More than a century later, Captain John Smith (of Pocahontas fame) produced a map of the area north of Virginia in 1614 that not only coined the name New England, but also replaced the names of native settlements there with fictitious English town names. The map was a shot across the bow of French and Dutch settlers, claiming the territory for King James—but it was also an unprecedented act of virtual colonization supplanting Native American villages in imagination long before settlers conquered them in reality.

Later, when the English were in a knockdown brawl with the French over who would control the Ohio Valley—and thus North America—they fought a war of cartography for 50 years before they fired a musket in the French and Indian War. English mapmaker Herman Moll launched the first salvo with a 1715 map that breathtakingly declared nearly all of North America as belonging to England, renaming the land west of the St. Lawrence River previously known as New France as “Part of Canada.”

Three years later French cartographer Guillaume De L’Isle—arguably the greatest mapmaker of his time—countered with a detailed map of the interior that splashed “La Louisiane” in giant letters across the continent, squeezing the English colonies in a tiny inset across the coast. De L’Isle’s map was much more accurate then Moll’s—showing that it was the French who in fact controlled the Ohio Valley no matter what the English claimed.

Indeed, the English used De L’Isle’s map for decades as the basis to draw their own.
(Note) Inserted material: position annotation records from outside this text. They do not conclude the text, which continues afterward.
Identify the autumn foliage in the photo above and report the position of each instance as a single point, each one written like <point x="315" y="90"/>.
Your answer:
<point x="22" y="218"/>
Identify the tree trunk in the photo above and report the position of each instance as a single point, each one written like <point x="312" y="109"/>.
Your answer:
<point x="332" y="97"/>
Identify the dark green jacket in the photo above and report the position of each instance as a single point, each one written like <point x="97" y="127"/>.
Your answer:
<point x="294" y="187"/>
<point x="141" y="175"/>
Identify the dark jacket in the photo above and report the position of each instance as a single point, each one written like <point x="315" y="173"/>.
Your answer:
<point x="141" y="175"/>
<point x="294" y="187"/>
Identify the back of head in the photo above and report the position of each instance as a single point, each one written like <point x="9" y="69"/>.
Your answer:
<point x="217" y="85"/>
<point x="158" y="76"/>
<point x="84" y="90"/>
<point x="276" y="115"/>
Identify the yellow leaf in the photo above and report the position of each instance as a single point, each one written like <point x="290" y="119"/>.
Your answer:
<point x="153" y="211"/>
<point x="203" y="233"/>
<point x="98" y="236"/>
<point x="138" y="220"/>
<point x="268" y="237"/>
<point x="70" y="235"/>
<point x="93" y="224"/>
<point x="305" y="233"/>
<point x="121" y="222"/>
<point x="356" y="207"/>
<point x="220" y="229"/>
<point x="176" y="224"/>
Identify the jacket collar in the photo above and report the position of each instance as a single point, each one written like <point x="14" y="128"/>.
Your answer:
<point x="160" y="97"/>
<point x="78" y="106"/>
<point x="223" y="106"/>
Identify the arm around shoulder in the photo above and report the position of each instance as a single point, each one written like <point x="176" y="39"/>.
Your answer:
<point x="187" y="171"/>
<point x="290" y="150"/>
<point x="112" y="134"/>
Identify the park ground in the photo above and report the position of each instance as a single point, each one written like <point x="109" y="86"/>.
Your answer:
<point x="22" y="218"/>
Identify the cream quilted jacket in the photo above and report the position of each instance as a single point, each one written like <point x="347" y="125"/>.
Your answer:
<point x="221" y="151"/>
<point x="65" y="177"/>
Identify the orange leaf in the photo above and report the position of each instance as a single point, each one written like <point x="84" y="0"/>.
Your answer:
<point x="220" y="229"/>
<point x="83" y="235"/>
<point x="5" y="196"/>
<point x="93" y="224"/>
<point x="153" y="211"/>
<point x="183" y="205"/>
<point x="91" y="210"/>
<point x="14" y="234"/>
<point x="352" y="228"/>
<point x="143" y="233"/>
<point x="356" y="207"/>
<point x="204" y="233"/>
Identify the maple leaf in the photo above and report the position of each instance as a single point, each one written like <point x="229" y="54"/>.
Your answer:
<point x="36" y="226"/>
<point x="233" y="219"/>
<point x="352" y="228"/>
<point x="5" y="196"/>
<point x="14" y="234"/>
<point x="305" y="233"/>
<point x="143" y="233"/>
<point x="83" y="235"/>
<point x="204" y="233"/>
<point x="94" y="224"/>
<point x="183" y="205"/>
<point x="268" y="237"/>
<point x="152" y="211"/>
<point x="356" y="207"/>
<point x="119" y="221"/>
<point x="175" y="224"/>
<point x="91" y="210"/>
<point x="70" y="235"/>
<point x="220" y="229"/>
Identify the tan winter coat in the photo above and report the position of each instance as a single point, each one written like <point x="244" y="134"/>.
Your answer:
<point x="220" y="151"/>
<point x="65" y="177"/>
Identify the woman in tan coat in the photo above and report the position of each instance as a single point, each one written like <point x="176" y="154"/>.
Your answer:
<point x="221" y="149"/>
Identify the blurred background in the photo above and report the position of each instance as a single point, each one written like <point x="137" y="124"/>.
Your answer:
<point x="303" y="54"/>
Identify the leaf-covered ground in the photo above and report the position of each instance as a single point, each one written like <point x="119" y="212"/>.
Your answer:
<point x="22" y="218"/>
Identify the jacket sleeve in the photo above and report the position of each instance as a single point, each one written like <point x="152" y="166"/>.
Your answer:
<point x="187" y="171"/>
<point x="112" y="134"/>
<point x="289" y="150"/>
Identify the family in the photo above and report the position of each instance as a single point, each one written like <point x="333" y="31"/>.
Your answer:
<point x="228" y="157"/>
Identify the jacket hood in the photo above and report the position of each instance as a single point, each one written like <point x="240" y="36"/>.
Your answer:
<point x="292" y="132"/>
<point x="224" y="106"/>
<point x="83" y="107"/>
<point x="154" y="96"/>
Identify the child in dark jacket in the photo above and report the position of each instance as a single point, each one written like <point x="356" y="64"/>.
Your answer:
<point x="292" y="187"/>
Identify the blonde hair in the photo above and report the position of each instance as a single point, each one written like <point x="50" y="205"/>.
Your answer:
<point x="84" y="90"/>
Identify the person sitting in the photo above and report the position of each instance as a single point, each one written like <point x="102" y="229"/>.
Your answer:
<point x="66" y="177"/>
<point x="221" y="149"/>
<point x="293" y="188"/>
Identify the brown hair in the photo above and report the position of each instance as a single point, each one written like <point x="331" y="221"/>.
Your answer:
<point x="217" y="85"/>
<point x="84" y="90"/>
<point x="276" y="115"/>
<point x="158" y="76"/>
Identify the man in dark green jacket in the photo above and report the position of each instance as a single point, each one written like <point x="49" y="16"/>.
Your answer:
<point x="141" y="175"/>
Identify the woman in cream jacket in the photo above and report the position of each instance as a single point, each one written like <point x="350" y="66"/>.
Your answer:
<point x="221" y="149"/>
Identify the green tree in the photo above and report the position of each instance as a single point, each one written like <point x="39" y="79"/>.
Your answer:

But after the English won the war in 1763, negotiators used less accurate English maps to draw new boundary lines—finally giving them victory in the war of both weapons and maps.

Map wars have continued over the centuries. During the Cold War, American students took for granted that the United States was located in the center of the world, with Asia split to the left and right. Soviet schoolchildren, meanwhile, grew up with world maps showing Asia in the middle (dominated by the Soviet Union) with North America split in two.

In the 1970s German journalist Arno Peters exposed the fraud within the world’s most common map projection, the Mercator Projection, which distorts the size of countries farther away from the equator—emphasizing the United States and Europe over developing countries in the “global south.” His own projection reversed this trend, shrinking the developed countries and emphasizing Africa and Latin America. Years later the map made a cameo in an episode of The West Wing in a fictional storyline that had a group called the Organization of Cartographers for Social Equality appealing to Josh and C.J. to make such maps mandatory in American schools.

And so it goes: India, Pakistan, and China all use different maps to define the boundaries of Jammu and Kashmir. Moroccan maps include the disputed area of Western Sahara as part of the kingdom. China uses ancient maps to assert its legitimacy over Tibet. Israelis and Palestinians refer to maps created in 1919 and 1947 as the basis to claim their own boundaries. And deserted islands the world over change color on paper depending on which country is mapping them.

The fact is, the very act of trying to render three-dimensional geography on a flat surface forces the mapmaker to make choices about what to include and how—and that includes interpretations about who they think controls what. As maps of territorial claims over the years in Africa, Asia, and North America have shown, those depictions can then have a big influence on later events.

If history is any lesson, then as the conflict in Crimea plays out in the coming weeks and months, the maps made of the region may not only reflect the reality on the ground, but also help create it.